There are fundamental questions that still permeate the whole subject of periodogram analysis:

  • What are the necessary conditions on the original continuous function for the periodogram to analyze the irregularly sampled time series?

  • What is the relationship between the Lomb-Scargle periodogram [8, 9, 10, 11, 12, 13, 14] and the Discrete Fourier Transform (DFT)?

  • What is the appropriate discrete domain of frequency numbers for which an irregularly sampled time series has information? What is the minimum frequency allowable? Is there a maximum frequency (Nyquist limit) to the analysis of an unevenly sampled time series, and which it would be? What is the proper density of frequency points?

  • What is the source of the several spurious peaks arising in the periodogram, besides the original peak on the proper periodicity frequencies?

  • What is the uncertainty in the frequency of the periodicity found?

In this chapter, we discuss these questions and present a Popper-Bayes point of view of the periodogram, comparing it with the more traditional approach. See [15] for a comprehensive review (see also https://jakevdp.github.io/blog/2017/03/30/practical-lomb-scargle/). The traditional approach of the Lomb-Scargle method was developed mainly by astronomers and was adapted to applying to the characteristics of the astronomical data. Here we point out that the techniques devoted to astronomy are non-unique and not necessarily appropriate to other areas. We also show examples from cyclostratigraphy, our subject of study, which has some typical sampling anomalies.

Then we will present the Lomb-Scargle-Tarantola (LST) periodogram [16, 17], a more general technique for the use of the periodogram. The LST periodogram applies the Popper-Bayes perspective to the periodogram of irregularly sampled time series: incorporate the a priori variance (sampled data with all of its anomalies) directly into the a posteriori (periodogram) variance, and analyze the ill-defined, possibly multi-modal, complex obtained distribution.

Advertisement

2. The Popper-Bayes approach to inverse problems

In geophysics, it is usual to deal with high-dimensional and ill-conditioned problems. This happens because geophysicists are always trying to understand and image subsurface structures with data generally obtained from the surface. Furthermore, the measurements we want to interpret are, in general, indirectly related to the structure we want to model.

In gravimetry, for example, we get measurements of the gravitational field at a spatial grid on the surface and try to figure out what possible subsurface density anomalies could produce the observed gravitational field anomaly. This problem is highly ill-conditioned since an infinite number of configurations of subsurface bodies and density contrasts could originate the same set of field measurements at the surface. It cannot be solved without adding an a priori information or some kind of regularization.

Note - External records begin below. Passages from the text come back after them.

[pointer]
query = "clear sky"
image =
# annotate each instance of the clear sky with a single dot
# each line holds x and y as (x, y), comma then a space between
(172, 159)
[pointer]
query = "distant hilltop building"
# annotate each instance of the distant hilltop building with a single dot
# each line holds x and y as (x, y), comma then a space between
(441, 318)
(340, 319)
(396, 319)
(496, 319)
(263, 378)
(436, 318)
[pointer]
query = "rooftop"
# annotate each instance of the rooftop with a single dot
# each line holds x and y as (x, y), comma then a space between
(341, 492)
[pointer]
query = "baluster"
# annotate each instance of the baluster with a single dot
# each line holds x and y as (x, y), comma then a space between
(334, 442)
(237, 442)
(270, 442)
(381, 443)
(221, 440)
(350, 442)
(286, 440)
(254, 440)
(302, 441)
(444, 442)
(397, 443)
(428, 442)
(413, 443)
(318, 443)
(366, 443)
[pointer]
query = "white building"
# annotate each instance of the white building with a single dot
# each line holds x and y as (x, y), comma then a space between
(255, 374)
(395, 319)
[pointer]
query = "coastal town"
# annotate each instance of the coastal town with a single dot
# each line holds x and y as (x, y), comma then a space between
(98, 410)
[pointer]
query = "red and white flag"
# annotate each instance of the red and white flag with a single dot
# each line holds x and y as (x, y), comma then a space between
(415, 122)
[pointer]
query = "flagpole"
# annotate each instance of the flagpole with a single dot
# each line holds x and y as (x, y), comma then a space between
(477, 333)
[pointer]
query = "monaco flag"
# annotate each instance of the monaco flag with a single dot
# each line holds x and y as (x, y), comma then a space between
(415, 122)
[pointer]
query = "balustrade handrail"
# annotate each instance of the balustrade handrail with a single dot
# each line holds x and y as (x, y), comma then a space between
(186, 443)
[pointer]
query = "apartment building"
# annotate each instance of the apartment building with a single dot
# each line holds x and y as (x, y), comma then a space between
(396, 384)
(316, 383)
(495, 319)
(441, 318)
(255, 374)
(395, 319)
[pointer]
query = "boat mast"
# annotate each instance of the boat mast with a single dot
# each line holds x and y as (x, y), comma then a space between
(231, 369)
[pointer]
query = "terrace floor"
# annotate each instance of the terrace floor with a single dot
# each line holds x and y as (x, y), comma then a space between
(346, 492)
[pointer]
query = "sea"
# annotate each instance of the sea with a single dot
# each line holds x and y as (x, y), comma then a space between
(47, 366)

To solve this class of problems, geophysicists developed statistical techniques collectively called inverse theory. In the inverse theory, we deal with two main difficulties: first, to find at least one model that satisfies the measurements; second, to qualify the set of obtained models. Usually, we find the best model approach to attack this problem – where we pick a model from a subset of possibilities by maximizing some kind of measure over the whole set of possibilities. After that, we attach some uncertainty to the best model chosen.

This approach is favored by statisticians and can be mathematically formalized. Generally, it works well when the involved variables, data and noise, follow regular statistical distributions. However, in the case of very irregularly sampled short time series, this assumption departs from reality.

2.1 Progressing by falsification

A Bayesian attack on the problem would be by posing the following question: how does this newly obtained data set modify our previous knowledge about the system?

Furthermore, it means to think about what we already know about the system – usually put in the form of probability distributions on the dynamical variables – and how to incorporate new information through the means of the constitutive equations on the dynamics. After what, we arrive on the a posteriori distributions (or models) “assimilating” the new data.

Here we present a more radical idea of physical inference, which is called the Popper-Bayes approach, which departs entirely from the idea of finding the best model, the mean model, or the maximum likelihood model. Professor Albert Tarantola started this idea: observations might not be used to produce models; they should be used only to falsify models [18, 19, 20].

He proposed that physical inference could be set in principle as:

  1. Using the available a priori information to create all possible models on the system – potentially an infinite number of them;

  2. For each model, solve the direct problem – assuming as true, calculate a measure (or probability) for this model in comparison with the actual observations;

  3. Use some criteria to define which models are acceptable based on these measures (or probabilities) and the physical theory on the system. The unacceptable models should be dropped or falsified;

  4. The set of surviving models constitute the solution for the physical inference. Uncertainties on these models should consider the properties of these a posteriori distributions over the variables subspace.

Then we have a natural interpretation of multi-modal probability distributions or ill-defined final models – what is very useful in periodogram analysis of unevenly sampled times series.

Advertisement

3. Periodogram analysis of irregularly sampled time series

What are the needed assumptions for properly analyzing a continuous signal by the Fourier method through a discrete sampling?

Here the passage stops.